В этом убежище, пожалуй, можно было жить счастливо, если никто не будет лезть. Можно, можно, если все позабыть, на все махнуть рукой. Целый день заниматься бессмысленным и бесполезным делом, впадая в некую летаргию; вечером возвращаться и при наличии угля (мешок у бакалейщика – шесть пенсов) натапливать каморку до духоты; сидеть на сухомятке из чая, бекона и хлеба с маргарином; валяться на грязной кровати, читая триллеры или до двух ночи решая ребусы и кроссворды. Следить за собой Гордон почти перестал. Брился через день, мыл только лицо, руки и шею до воротничка, в отличные общественные бани поблизости ходил не чаще чем раз в месяц, кровать по-настоящему не убирал, лишь простыни переворачивал, а скудную свою посуду споласкивал, дважды использовав каждую плошку. Густая пыль вообще не вытиралась, в камине около конфорки вечно громоздились сальная сковородка и тарелки с остатками яичницы. Однажды ночью из-под лопнувших обоев выползли клопы; Гордон с интересом наблюдал, как они чинной парной вереницей струились по потолку. Ни о чем не жалея, катиться вниз, все чувства заменить мрачным «плевал я!». Зачем барахтаться? Пусть жизнь расшибла, есть возможность дать сдачи, отвернувшись от нее. На дно, в безвольный, бесстыдный туман! Опускаться легко, конкуренты тут не теснят.

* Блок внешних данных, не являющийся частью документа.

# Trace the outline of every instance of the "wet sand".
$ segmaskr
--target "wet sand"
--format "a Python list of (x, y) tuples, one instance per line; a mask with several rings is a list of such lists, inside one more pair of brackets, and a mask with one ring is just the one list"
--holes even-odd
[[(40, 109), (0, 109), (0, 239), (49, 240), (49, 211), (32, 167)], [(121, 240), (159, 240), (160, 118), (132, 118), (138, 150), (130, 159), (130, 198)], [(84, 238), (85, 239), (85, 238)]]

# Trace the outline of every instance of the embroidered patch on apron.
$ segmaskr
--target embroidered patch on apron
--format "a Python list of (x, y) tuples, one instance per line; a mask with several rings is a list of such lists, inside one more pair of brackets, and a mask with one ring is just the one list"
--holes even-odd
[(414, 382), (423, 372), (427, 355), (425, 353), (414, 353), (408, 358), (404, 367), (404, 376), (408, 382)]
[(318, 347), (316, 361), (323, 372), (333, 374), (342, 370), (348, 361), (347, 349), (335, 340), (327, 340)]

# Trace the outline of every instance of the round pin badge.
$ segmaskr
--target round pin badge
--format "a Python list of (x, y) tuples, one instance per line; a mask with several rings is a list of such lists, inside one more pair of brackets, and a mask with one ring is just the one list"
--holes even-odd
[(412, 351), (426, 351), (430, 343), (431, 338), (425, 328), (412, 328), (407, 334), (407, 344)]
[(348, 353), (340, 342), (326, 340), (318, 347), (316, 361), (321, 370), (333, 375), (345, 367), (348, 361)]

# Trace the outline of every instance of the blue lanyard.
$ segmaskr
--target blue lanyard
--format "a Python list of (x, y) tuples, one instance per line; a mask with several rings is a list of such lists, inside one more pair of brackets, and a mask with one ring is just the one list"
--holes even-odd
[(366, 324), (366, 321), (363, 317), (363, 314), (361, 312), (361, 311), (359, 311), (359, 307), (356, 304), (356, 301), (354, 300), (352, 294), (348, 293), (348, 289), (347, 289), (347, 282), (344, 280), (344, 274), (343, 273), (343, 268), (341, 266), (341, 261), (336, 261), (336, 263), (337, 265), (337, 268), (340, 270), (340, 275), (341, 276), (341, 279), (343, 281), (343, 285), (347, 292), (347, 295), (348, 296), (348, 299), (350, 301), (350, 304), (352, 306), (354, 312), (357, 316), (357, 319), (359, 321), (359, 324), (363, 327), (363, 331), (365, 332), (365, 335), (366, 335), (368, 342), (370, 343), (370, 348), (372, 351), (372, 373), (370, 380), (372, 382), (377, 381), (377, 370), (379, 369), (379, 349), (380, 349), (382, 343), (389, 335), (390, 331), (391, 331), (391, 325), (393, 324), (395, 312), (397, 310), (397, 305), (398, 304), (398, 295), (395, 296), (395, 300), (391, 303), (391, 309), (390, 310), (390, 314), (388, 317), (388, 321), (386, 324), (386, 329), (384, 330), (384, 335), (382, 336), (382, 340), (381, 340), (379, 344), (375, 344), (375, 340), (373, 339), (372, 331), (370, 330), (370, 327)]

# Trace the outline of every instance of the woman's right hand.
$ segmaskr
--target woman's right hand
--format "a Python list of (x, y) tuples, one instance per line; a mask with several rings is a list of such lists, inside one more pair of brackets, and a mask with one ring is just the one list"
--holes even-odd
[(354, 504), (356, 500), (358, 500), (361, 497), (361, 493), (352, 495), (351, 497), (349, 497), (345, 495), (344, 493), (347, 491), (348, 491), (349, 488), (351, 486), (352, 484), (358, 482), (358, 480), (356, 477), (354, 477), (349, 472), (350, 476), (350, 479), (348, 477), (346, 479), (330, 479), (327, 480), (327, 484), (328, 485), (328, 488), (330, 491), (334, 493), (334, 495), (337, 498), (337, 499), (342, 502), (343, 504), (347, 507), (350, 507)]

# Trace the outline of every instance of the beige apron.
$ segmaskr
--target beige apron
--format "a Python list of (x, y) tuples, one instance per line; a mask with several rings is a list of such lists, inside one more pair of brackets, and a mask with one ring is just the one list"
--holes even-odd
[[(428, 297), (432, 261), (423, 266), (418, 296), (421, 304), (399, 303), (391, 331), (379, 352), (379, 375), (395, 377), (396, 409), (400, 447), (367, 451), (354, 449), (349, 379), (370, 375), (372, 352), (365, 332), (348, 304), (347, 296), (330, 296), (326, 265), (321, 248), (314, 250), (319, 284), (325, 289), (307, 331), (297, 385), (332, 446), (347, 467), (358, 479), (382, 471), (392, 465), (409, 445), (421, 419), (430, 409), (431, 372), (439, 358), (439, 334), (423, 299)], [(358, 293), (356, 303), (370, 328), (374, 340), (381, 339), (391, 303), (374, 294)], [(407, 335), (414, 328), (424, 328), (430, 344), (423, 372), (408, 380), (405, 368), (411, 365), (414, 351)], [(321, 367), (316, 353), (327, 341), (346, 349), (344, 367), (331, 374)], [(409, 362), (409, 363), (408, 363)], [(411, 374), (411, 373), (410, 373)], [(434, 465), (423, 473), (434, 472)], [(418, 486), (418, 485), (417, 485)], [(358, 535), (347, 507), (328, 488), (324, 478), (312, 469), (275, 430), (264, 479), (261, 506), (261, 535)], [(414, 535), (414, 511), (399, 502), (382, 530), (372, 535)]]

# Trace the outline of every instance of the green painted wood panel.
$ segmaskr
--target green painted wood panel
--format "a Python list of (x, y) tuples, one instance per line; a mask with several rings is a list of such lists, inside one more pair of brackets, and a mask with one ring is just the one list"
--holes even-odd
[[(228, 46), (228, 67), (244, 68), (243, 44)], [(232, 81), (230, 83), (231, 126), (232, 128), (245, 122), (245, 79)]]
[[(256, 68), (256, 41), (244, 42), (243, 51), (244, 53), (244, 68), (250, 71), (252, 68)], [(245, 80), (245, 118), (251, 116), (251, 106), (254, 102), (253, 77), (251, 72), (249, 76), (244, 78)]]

Но, странное дело, даже упасть без борьбы не получится. Найдутся, затеребят спасатели – родня, друзья, подруги. Казалось, все знавшие Гордона кинулись жалеть, допекать его, писать ему. По письму от тети Энджелы и дяди Уолтера, много писем от Розмари, письма от Равелстона, от Джулии. Даже Флаксман черкнул пару строк с пожеланием удачи (самого его, простив, вернули в семейный рай под фикусом). И эта обильная почта из того мира, с которым хочешь порвать, ужасно раздражала.
Да, вот и Равелстон стал противником. Он навестил Гордона по его новому адресу, впервые увидев этот район. К такси, притормозившему на углу Ватерлоо-роуд, невесть откуда слетелась шайка юных оборванцев. Трое мальчишек, вцепившись, одновременно дернули дверцу. По сердцу полоснуло при виде немытых, горящих надеждой, рабски молящих детских физиономий. Сунув горсть пенсов, Равелстон сбежал. Узкий щербатый тротуар на удивление густо был загажен собачьим дерьмом, хотя никаких собак поблизости не наблюдалось. Лестница провоняла паром варившейся в подвале у мамаши Микин пикши. Взобравшись на чердак, Равелстон сел на фанерный стул; скошенный потолок почти касался его темени. Огонь в камине не горел, светили лишь четыре свечки, пристроенные на блюдце возле фикуса. Лежавший в полном облачении Гордон даже не встал, остался на постели, равнодушно глядя вверх, изредка усмехаясь чему-то, понятному только ему и другу потолку. В комнате стоял душный сладковатый запах нечищеной берлоги; камин заставлен грязной посудой.